Vaughan: It's hard for me to hear people read Y and say things like like, 'Oh, it's so cinematic.' Or 'Oh, this needs to be an HBO show.' That was never the intention. For me, Y was always meant to be a comic book and it will probably always work best as a comic book. Still, I do have ideas that I think could only be a movie and I would much rather write that as a spec script for free and drag it around behind me for 10 years out here and see if it has any takers rather than do it as a creator-owned comic and turn around and try and option it the next day. I just want to stay true to whatever medium the story feels right at. So if I have something that feels like a TV show, I'm not going to shoehorn it into Vertigo, and vice versa. But that's how I feel about every medium. Let the story dictate where it belongs. I mean, I'd love to write a novel someday, too.
|Bendis: Really? |
Vaughan: Sure. I want to do a radio drama. I want to write everything that a writer can write.

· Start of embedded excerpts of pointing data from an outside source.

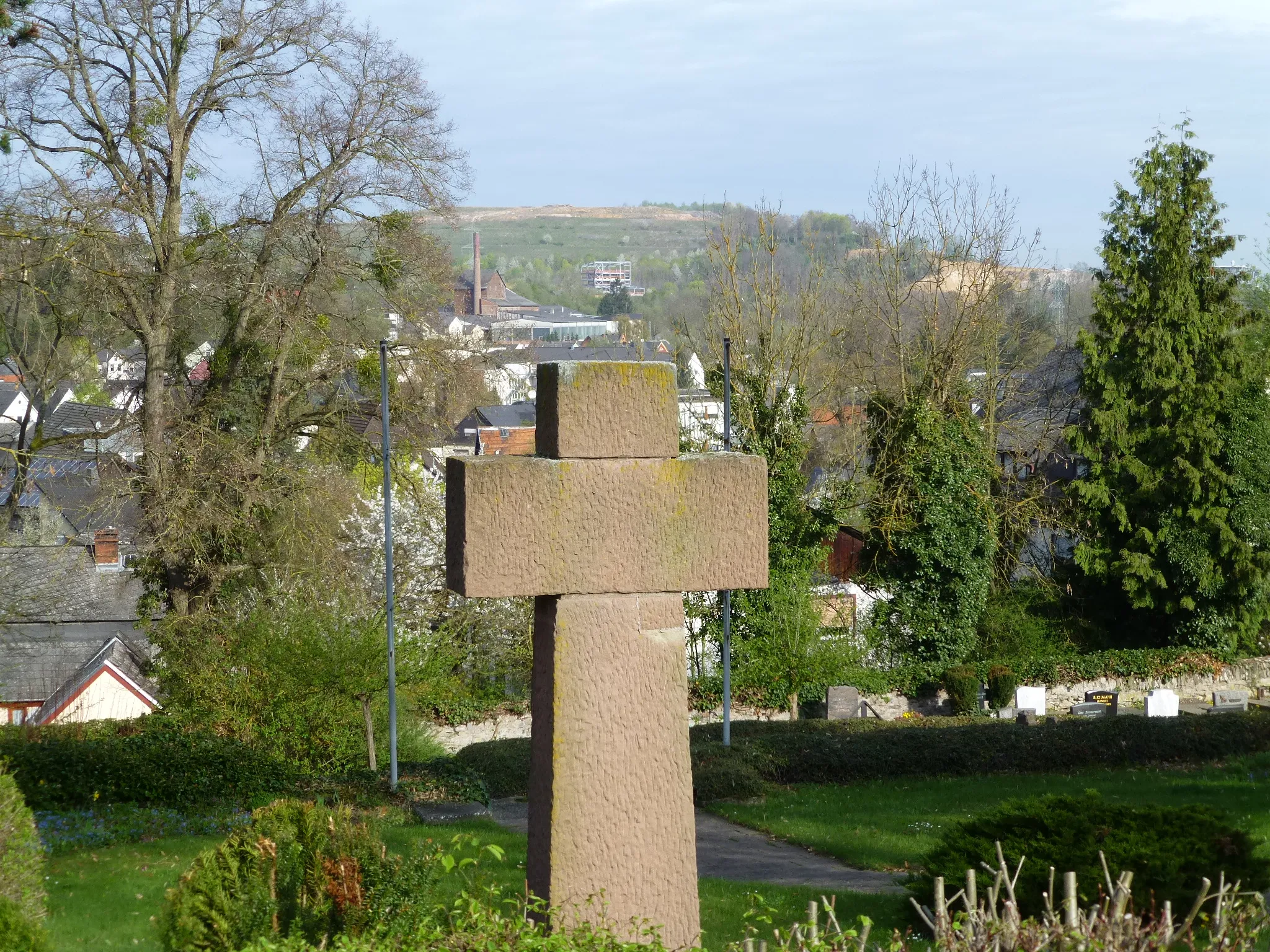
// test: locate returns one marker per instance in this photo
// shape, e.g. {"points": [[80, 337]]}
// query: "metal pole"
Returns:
{"points": [[388, 557], [726, 597]]}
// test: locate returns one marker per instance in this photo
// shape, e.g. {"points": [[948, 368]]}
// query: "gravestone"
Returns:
{"points": [[1161, 702], [1030, 699], [1112, 699], [1228, 701], [841, 702], [606, 527], [1090, 708]]}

Bendis: Have you gotten offers to write novels?
Vaughan: I have and I just don't feel qualified yet. We get so spoiled as comic writers. Our artists do all of the heavy lifting for us and we get to do just the fun stuff, which is the dialogue. I know it's more than that, but still. I'm just not there yet, but some day. Sure. I'd like to have no one to hide behind. I'm sure you know how it goes. You have stories where it wasn't your best script of all time, but you have incredible artists and they will definitely elevate that work, which I'm very appreciative of now.
Bendis: Absolutely. And the opposite has happened too. A great script butchered beyond recognition [Laughs]
Vaughan: But I would like to try once working without a net and just having me out there on my own.
Bendis: I have had novel writing offers like that as well and you really pace around the room about it. But, I made the same decision. There've been a couple of guys in the generation before who wrote novels and you read them and you go, 'Whoa. Get the artist immediately.' But then you look at [Greg] Rucka or [Brad] Meltzer and you go, 'Jesus Christ.' I don't know how he does it.
Vaughan: I know and Rucka is probably the most amazing dude to me, because that guy has a family, comic books and novels. I mean, I write like four comics a month and I don't have any kids or anything. I don't know how any of you people with kids do that and comics, much less write a novel on top of the rest of it.
Bendis: It's surprisingly inspiring. You find yourself. It's not hard. I actually thought that it was going to be harder and I thought that I was going to step down, even though this year I have less work on the shelf. But not because I have to. I was surprised that I didn't.